Fluoridation is stopped — and teeth get better
The town of Kuopio, in eastern Finland, was fluoridated in 1959. But owing to strong opposition by different civic groups, water fluoridation was stopped at the end of 1992. It was a perfect opportunity to examine the consequences of this discontinuation on dental health. If the theory that fluoride prevented caries was correct, then discontinuing fluoridation should lead to increases in caries. To test this, in 1992 and 1995, independent random samples of all children aged 6, 9, 12 and 15 years were drawn from Kuopio with a nearby low-fluoride town, Jyvaskyla, whose distribution of demographic and socio-economic characteristics was fairly similar to Kuopio's acting as the control group. Dental caries was registered clinically and radiographically by the same two calibrated dentists in both towns.
In 1992 the mean DMFS values were lower in the fluoridated town for the two older age groups but no meaningful differences for the two younger age groups. In 1995, the only difference with possible clinical significance was an eighteen percent reduction found in the 15-year-olds in fluoridated Kuopio. In that year, a decline in caries was seen in the two older age groups in the non-fluoridated town.

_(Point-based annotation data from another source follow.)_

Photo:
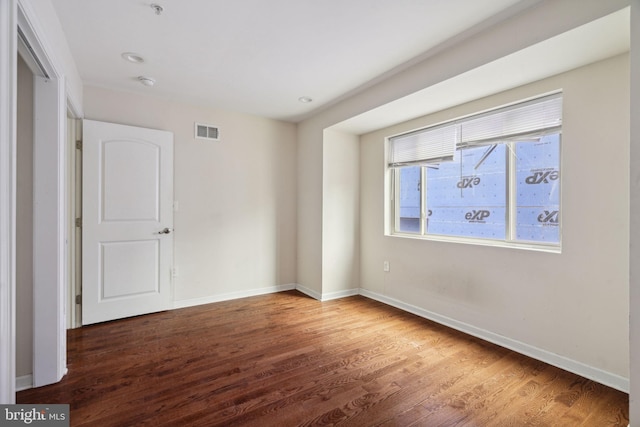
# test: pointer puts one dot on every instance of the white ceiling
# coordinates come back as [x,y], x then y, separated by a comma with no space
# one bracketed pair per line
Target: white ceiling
[595,41]
[259,56]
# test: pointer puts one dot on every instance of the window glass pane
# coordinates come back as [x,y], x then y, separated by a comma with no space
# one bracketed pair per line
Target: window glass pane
[409,200]
[538,190]
[467,197]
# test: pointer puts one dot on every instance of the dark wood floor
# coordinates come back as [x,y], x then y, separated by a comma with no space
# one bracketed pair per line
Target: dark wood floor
[288,360]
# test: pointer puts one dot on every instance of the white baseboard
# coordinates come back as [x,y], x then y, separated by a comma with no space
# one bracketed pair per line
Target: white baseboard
[340,294]
[595,374]
[233,295]
[24,382]
[313,294]
[612,380]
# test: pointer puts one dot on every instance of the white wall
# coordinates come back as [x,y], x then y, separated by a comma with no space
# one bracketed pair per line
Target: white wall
[340,214]
[235,230]
[541,21]
[634,285]
[574,304]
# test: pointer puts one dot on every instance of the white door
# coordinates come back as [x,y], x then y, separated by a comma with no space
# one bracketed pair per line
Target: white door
[127,221]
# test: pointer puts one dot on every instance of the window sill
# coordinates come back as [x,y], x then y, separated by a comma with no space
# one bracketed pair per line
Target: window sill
[555,249]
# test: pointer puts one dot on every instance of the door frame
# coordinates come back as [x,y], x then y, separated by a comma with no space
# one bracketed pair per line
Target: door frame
[18,19]
[8,109]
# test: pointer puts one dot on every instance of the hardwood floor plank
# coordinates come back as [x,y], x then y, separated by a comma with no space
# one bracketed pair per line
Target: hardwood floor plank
[288,360]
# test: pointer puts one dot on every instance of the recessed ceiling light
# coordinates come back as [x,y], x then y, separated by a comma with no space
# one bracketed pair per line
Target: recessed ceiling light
[157,8]
[133,57]
[147,81]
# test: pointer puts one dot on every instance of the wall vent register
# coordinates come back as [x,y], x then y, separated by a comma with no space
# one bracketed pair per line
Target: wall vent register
[202,131]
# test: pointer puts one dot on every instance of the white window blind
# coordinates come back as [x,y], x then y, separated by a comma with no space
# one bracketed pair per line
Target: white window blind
[425,146]
[525,120]
[529,119]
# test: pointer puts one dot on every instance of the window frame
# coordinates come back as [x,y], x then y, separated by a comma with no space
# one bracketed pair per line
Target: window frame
[392,199]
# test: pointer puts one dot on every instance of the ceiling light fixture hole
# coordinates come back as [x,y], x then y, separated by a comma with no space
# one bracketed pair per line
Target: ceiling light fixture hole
[157,8]
[133,57]
[147,81]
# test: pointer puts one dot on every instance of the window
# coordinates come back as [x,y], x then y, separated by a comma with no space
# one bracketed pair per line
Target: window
[491,178]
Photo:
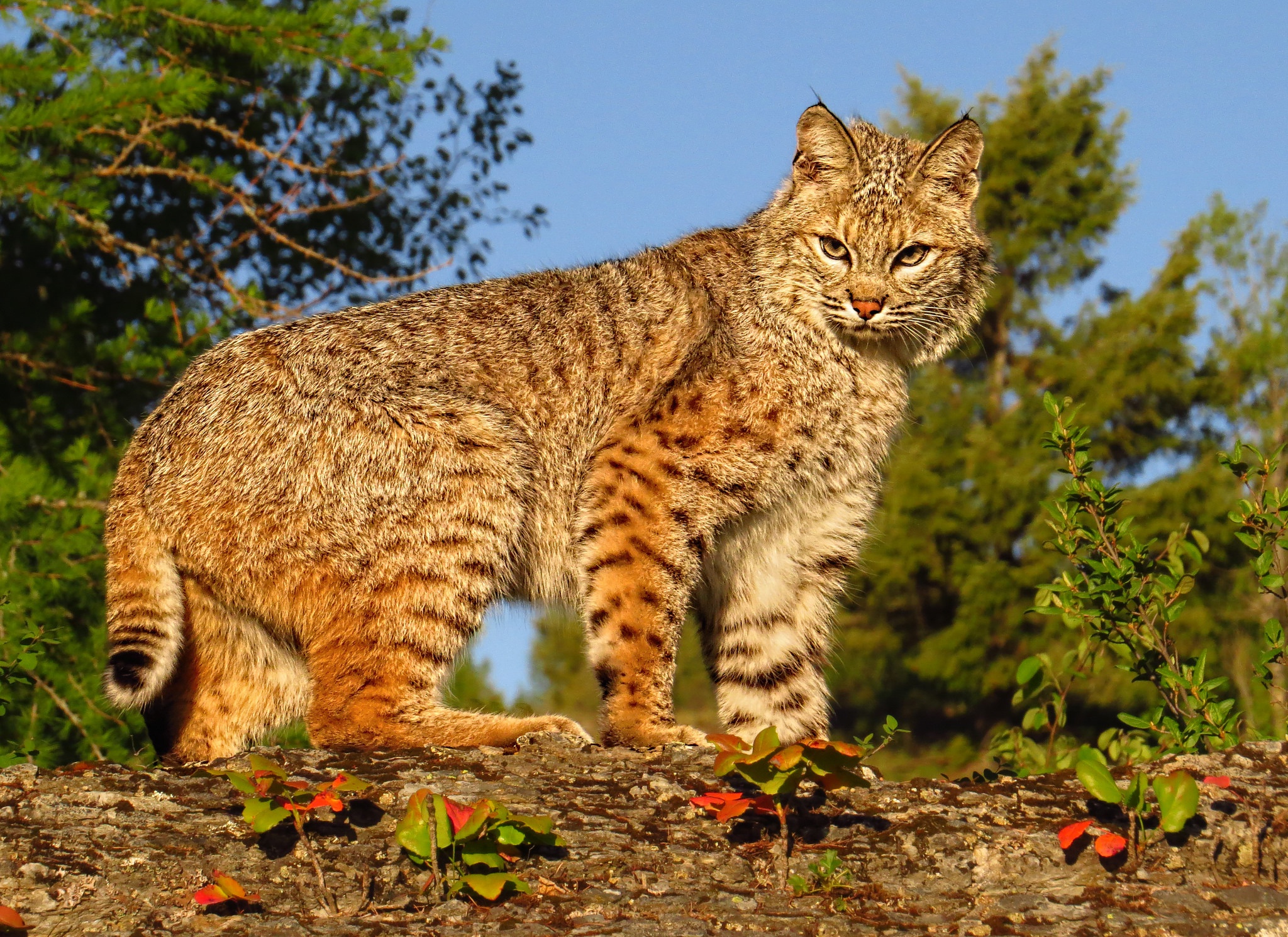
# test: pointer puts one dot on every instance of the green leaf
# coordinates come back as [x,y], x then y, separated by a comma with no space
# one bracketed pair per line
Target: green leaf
[414,831]
[482,853]
[1097,780]
[490,887]
[511,834]
[1134,798]
[1027,670]
[259,762]
[1177,800]
[264,816]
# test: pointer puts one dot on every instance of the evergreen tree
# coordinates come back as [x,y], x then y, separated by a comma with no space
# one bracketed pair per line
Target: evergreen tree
[172,172]
[935,622]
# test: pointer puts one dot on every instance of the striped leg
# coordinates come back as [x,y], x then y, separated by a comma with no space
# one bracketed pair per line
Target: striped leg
[765,613]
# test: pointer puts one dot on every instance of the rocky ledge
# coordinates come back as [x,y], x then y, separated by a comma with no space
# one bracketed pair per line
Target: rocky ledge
[106,850]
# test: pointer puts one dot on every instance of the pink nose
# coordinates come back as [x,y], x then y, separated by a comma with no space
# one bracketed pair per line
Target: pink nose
[866,308]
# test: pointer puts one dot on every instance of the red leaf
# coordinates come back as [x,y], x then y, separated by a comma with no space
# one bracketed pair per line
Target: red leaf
[227,885]
[457,814]
[210,895]
[12,919]
[1111,845]
[326,800]
[715,801]
[1070,833]
[733,809]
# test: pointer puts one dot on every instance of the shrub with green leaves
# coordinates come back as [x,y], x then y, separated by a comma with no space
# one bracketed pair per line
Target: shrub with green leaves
[30,644]
[464,840]
[779,770]
[1176,796]
[1118,595]
[1263,520]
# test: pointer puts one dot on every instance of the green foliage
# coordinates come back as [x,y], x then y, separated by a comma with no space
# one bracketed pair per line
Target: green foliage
[1263,523]
[936,619]
[441,833]
[30,644]
[824,875]
[1124,595]
[272,797]
[170,173]
[1176,796]
[470,687]
[779,770]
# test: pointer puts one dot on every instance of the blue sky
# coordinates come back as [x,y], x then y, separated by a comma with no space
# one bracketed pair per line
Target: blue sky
[656,119]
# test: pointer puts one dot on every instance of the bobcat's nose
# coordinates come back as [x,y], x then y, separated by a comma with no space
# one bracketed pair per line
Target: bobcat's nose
[867,308]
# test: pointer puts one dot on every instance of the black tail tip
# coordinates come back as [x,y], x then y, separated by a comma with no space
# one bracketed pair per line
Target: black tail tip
[129,668]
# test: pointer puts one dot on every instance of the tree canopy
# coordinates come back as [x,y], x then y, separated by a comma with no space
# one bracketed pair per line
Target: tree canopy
[173,172]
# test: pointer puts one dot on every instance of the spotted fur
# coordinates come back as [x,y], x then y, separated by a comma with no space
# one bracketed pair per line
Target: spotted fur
[314,519]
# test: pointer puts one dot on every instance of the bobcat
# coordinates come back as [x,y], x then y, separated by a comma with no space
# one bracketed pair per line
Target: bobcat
[313,520]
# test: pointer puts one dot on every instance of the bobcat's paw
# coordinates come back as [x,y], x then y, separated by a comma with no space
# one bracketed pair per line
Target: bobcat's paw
[650,736]
[559,724]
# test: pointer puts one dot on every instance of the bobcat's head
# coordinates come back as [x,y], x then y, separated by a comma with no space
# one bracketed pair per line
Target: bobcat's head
[874,237]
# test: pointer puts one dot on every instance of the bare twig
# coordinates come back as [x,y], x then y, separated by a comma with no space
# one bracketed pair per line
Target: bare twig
[67,711]
[328,897]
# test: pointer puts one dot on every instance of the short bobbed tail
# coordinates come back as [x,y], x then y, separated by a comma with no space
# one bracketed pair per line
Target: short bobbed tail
[145,601]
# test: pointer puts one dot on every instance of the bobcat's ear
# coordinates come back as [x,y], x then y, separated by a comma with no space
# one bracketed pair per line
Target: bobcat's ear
[951,164]
[824,151]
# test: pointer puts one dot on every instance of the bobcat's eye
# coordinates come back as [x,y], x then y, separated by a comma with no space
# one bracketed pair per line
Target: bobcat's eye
[833,249]
[911,255]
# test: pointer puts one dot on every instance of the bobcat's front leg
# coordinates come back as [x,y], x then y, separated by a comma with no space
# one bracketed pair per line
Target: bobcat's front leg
[641,543]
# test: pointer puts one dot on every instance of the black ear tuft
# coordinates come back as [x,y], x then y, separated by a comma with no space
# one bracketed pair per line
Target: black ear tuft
[824,150]
[951,161]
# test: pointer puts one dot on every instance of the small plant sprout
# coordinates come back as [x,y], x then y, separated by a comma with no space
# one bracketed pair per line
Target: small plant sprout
[1176,800]
[275,798]
[222,890]
[462,840]
[826,874]
[777,770]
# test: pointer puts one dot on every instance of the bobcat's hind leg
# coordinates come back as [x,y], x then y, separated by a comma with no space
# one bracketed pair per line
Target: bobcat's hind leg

In spite of water fluoridation having ceased, there was no indication of any increasing trend of caries in Kuopio.
The researchers considered that, perhaps, caries were prevented by better or more aggressive dental care. But in fact the numbers of fluoride varnish and sealant applications had decreased sharply in both towns. The researchers conclude that there was no evidence that the cessation of water fluoridation was having a detrimental effect and the decline of caries in the two towns had little to do with professional preventive measures performed in dental clinics.